The miller wearily sat down on his bed and thought to himself that his life had ground to a complete halt: he was a prisoner of this inhuman institution, at the mercy of the arbitrary decisions of an idiotic doctor, and condemned to the morose company of his unfortunate roommates. He could end up in here for years. Maybe he’d die within these stone walls. From now on a garrulous cleaner and a brutal orderly spoiling for a punch-up would be his only source of distraction. Endless days punctuated solely by supervised trips to the toilets and the pigsty that passed for a dining hall. With a heavy sigh, Huttunen stretched out on his bed and closed his eyes. But sleep wouldn’t come. His head felt as if it was being gripped in a vice. He wanted to howl but how could he in front of all these people?

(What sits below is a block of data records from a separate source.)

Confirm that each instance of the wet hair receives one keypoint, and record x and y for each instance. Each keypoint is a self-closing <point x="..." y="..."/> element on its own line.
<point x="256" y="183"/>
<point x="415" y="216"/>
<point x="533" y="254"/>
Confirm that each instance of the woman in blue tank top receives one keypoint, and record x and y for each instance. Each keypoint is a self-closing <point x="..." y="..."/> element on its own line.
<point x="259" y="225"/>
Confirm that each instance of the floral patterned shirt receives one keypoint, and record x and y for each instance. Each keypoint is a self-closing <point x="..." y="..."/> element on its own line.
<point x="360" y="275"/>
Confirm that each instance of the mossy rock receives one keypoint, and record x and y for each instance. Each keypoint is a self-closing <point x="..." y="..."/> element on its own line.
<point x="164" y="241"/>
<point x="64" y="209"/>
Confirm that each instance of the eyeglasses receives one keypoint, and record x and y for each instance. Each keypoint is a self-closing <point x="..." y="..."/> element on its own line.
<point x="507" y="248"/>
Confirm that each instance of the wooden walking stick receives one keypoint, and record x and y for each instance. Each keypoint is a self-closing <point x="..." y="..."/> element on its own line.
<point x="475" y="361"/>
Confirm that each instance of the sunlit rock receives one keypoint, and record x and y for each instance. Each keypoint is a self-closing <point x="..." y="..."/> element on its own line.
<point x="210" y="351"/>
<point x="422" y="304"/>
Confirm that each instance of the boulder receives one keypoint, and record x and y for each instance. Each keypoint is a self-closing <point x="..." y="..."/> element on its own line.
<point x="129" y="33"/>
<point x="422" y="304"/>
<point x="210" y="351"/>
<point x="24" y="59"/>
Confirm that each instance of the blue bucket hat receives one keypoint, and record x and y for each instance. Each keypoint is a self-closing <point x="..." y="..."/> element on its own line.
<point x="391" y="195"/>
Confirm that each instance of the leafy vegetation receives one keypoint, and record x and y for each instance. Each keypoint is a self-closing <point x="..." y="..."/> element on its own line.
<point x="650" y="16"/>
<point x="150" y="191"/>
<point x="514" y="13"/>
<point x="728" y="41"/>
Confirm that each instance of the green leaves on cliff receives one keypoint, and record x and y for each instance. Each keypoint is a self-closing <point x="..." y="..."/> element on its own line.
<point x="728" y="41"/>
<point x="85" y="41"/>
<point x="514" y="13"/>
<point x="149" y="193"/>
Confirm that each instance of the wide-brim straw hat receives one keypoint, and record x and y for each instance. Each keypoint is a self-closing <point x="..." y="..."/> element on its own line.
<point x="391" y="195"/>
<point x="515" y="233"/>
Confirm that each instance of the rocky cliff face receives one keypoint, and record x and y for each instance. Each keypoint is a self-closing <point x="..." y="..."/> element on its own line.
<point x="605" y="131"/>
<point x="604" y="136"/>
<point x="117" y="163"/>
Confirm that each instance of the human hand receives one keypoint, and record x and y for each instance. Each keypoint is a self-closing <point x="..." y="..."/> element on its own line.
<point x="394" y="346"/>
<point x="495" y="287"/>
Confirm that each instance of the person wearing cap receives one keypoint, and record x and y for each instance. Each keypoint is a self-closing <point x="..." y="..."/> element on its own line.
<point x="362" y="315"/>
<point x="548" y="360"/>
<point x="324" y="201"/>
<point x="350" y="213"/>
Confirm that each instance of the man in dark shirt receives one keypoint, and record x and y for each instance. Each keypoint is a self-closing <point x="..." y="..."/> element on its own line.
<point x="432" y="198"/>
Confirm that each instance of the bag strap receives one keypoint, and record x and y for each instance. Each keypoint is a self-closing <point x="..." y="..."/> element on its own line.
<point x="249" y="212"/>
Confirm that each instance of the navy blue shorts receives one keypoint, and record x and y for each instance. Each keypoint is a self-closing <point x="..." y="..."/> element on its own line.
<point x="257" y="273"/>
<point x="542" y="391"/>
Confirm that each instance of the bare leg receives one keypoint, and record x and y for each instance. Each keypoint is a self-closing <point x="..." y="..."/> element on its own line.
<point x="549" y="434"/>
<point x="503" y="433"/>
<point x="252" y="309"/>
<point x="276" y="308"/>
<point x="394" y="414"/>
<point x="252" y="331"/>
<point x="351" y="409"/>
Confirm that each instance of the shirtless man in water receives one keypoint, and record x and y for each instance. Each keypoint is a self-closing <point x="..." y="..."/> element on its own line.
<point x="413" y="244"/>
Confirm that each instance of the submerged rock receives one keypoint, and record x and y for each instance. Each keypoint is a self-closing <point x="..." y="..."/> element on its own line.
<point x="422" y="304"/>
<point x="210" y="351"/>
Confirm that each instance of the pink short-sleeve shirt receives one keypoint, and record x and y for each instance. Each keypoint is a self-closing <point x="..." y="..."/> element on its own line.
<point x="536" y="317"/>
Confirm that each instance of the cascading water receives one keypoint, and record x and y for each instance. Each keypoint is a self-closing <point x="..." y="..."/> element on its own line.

Moments later, Huttunen gave a start: the occupant of the bed near the door had come over on tiptoe.
‘Pssst, pretend nothing’s happening,’ the man said.
Huttunen opened his eyes and looked at him inquiringly.
‘I’m not mad but these chappies don’t know that,’ he continued. ‘Let’s go and have a chat by the window. You go first, I’ll follow in a minute.’
Huttunen went over to the window. His mysterious companion quietly joined him soon afterwards. The man looked outside and then said, as if talking to himself, ‘As I said, I’m not mad. And I don’t think you’ve got any more screws loose than I have.’
CHAPTER 13
The man was in his forties, with a broad face and an air of florid good health that was matched by a relaxed, affable manner.
‘The name’s Happola. But we’d better not shake hands in case the loopy loos see us.’